Delineating the Biomarker Potential and Therapeutic Significance of MicroRNAs in IDH-wildtype Glioblastoma as Defined by the WHO CNS5 Criteria

Abstract

The World Health Organization (WHO) CNS5 classification, updated in 2021, has brought about a significant transformation in the diagnosis and treatment of IDH-wildtype glioblastoma, a subgroup of aggressive brain tumors. This new system, which incorporates molecular markers alongside traditional tissue analysis, provides a more refined approach that facilitates the identification of distinct glioblastoma subtypes with unique genetic profiles. Examples of these subtypes include IDH-mutant astrocytoma, IDH-mutant and 1p/19q-deleted oligodendroglioma, and IDH-wildtype glioblastoma. Despite advancements in genetics and targeted therapies, the treatment of these malignant tumors remains an ongoing quest. Therefore, the need for more specific diagnostic and therapeutic approaches is undeniable. MicroRNAs (miRNAs) are emerging as molecules that molecular biology has brought to the medical world in this context. These tiny molecules act as master regulators of gene expression and hold immense potential for glioblastoma diagnosis, prognosis prediction, and biomarker development. Recent research has highlighted the potential of miRNAs as therapeutic strategies, attracting scientific interest to this point.

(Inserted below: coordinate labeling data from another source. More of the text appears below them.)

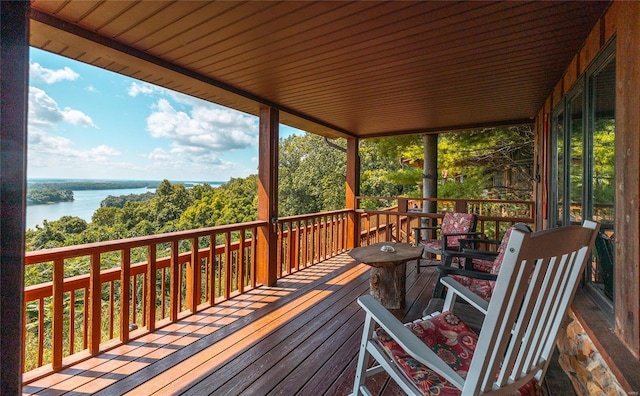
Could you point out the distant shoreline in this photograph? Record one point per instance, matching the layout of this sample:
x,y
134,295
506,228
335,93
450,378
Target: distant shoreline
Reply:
x,y
99,184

This review examines the current relationships of miRNAs in the context of IDH-wildtype glioblastoma within the framework of the WHO CNS5 classification. Utilizing extensive databases, this article investigates the intricate relationship between genetic abnormalities defined in the latest WHO classification and dysregulated miRNAs. By analyzing proposed molecular biomarkers and associated miRNA dysregulation, we aim to pave the way for the development of personalized miRNA-based therapies for this aggressive cancer type.